I am so agitated and full of hate and anger today. I am sick of this feeling. It comes on every month about 7-10 days before my period. Sometimes it is set of by something like having to go out of town, yet again, for my job and sometimes nothing sets me off. I AM SICK OF MYSELF!!!!!! ohmy.gif

My son is coming home from college today and will be home for three weeks. I am so happy about that yet I am crying yet again about having to go out of town on Wednesday for my stupid job. Honestly, I try to tell myself how lucky I am to have a job that pays well. Some people do not have a job or if they do they cannot make ends meet. I have none of those problems. I have just been traveling for my job for the past 24 years and I am sooooooooooo tired of it. I am trying to get into a different career field that would require that I travel very little, but I am finding this very difficult as I appear to be stereotyped in the sales field. Honestly I feel like if I have to make even one more sales presentation I think my head is going to explode. blink.gif

Please someone else tell me you feel this way. Sadly misery loves company. Does anyone have any thoughts. Sometimes I wonder whether this is peri or if I am plain going crazy!!
plumeria
ShakingInHouston,

I don't have to travel much in my job but sometimes I will have to attend training elsewhere or go to another location to do presentations and I would feel the anxiety come on or just that feeling of not wanting to go. Anything out of the norm is not good for me... When I have to pick up my daughter or take her somewhere that I'm not familiar with, I also get angry and anxious because it is out of my comfort zone.

I just try and take it day by day. I am sorry you are having a hard time also. I don't have any ideas for you on the job end but for me, I have thought about a job change numerous times and I know part of it is the midlife and hormonal issues.

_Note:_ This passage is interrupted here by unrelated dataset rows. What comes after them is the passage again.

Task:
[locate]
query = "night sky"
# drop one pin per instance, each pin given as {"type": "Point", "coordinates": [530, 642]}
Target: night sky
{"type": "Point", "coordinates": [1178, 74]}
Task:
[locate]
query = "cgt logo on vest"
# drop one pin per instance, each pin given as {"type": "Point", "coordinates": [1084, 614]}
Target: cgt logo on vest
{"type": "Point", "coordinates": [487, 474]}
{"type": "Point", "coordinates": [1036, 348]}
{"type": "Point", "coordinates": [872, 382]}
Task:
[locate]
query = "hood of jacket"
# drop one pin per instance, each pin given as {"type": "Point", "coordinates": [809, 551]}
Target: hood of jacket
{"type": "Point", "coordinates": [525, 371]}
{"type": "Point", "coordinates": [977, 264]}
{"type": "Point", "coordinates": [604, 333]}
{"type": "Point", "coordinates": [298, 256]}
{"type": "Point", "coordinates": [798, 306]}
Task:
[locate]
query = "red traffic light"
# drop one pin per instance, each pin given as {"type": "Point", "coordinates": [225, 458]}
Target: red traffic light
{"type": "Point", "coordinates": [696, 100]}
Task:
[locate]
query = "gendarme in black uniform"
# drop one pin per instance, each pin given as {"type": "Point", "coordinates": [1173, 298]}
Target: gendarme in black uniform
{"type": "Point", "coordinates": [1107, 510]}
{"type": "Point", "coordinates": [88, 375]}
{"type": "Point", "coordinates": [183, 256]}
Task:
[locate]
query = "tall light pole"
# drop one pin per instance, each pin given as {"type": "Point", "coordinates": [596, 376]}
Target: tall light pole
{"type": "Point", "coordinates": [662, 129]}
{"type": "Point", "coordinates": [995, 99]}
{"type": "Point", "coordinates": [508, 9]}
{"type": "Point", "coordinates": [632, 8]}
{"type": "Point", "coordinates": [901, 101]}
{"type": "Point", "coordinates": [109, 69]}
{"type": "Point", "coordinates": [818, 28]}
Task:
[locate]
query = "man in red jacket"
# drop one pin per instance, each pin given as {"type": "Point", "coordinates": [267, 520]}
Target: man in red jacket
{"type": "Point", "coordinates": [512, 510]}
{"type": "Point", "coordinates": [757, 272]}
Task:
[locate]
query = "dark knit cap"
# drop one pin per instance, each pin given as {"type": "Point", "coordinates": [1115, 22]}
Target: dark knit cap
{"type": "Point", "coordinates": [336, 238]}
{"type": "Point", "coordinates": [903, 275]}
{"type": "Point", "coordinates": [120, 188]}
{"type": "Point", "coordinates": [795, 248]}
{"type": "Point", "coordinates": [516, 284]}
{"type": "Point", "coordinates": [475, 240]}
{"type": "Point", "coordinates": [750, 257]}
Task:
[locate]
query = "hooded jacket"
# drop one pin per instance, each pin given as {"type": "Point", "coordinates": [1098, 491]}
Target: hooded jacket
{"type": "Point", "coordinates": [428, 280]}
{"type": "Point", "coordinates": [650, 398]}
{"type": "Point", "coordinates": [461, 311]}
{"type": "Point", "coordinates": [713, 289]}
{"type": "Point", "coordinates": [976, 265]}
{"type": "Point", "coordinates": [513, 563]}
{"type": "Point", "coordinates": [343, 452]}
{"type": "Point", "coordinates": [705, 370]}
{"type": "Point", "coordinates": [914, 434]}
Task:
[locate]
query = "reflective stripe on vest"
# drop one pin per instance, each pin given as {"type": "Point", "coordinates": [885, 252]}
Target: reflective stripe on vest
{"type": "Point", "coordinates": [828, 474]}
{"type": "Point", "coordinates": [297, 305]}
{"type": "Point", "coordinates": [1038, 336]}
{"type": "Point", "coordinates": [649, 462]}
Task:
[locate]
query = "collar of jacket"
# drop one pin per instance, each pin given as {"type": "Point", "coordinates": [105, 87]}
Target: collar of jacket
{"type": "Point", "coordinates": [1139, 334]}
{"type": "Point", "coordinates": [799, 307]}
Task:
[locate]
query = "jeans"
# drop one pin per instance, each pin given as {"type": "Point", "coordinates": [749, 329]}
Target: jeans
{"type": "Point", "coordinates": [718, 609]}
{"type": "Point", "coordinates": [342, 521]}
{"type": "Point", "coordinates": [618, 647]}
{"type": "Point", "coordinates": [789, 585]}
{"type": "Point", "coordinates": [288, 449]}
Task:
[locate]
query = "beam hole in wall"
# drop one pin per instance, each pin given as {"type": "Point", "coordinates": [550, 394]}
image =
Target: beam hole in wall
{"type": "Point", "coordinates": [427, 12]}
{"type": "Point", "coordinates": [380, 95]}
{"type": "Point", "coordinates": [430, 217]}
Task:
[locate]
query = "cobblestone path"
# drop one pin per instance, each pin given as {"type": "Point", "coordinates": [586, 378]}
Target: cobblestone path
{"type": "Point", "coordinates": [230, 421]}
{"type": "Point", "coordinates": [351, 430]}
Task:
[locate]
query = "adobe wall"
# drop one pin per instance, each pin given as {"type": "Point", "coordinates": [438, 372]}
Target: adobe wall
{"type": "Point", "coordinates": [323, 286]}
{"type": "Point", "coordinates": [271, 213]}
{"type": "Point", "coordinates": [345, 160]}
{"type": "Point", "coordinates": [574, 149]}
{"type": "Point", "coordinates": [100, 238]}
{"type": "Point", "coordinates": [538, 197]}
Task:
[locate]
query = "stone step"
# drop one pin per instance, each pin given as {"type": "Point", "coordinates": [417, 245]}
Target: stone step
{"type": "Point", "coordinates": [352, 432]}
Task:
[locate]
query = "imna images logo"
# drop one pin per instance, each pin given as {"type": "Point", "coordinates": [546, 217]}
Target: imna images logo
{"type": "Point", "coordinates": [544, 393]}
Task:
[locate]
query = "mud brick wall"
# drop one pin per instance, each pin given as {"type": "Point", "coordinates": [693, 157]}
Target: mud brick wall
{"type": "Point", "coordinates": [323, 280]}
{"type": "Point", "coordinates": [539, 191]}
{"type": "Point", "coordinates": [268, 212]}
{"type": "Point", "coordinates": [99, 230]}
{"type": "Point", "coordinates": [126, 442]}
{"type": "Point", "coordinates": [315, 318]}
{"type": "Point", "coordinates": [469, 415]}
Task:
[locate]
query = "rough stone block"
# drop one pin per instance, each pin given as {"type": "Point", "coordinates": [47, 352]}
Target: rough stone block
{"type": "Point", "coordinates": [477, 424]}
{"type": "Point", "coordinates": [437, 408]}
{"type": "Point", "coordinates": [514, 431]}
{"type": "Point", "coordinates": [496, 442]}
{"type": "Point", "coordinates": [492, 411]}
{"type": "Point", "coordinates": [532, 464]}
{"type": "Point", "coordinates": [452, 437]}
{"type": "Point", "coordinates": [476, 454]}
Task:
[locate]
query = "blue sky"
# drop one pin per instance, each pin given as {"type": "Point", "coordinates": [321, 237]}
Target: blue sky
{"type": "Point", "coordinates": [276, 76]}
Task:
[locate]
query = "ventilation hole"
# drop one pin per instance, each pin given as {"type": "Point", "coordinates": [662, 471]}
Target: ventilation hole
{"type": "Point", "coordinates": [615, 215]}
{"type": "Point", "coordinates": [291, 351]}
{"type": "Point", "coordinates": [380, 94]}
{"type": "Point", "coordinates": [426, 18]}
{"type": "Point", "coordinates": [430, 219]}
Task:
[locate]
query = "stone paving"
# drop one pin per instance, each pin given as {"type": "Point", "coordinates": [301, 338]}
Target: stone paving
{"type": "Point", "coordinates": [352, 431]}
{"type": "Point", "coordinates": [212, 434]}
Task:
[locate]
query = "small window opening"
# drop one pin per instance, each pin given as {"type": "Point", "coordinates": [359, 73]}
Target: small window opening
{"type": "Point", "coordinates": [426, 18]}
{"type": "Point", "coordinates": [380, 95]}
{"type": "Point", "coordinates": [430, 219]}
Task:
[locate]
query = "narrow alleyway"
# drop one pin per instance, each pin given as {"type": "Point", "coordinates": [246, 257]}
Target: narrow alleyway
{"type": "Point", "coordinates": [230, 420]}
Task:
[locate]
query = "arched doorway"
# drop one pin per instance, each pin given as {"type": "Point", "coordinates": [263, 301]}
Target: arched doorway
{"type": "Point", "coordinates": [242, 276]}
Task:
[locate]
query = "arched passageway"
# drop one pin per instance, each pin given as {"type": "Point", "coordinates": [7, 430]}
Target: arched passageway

Do take care and let us know how you are doing.

Plumeria
ShakingInHouston
Thanks Plumeria!

I know a lot of my anger is over my job. I have always worked doing something since I was about 11-12 years old, so I think I am just worn out. I resent the fact that my husband though he could support us comfortably, thinks I should be working. His first wife did not work and I suppose since he is living a much better lifestyle now since he has my salary too that he does not want that to change. Actually it would just be nice if he would just say hey, you don't have to work if you don't want to. I cannot imagine myself not working at something, but the gesture would be nice.

Don't worry too much about me. I will be okay by Wednesday when I have to fly to Little Rock. The day will probably even be fun. I think I am a little on edge today since my son has a 9 1/2 hour drive to get home from college. I always worry about him driving that far.

Thanks for your concern. I really hate Mondays!!!!!!!!!!!!!!!!!!!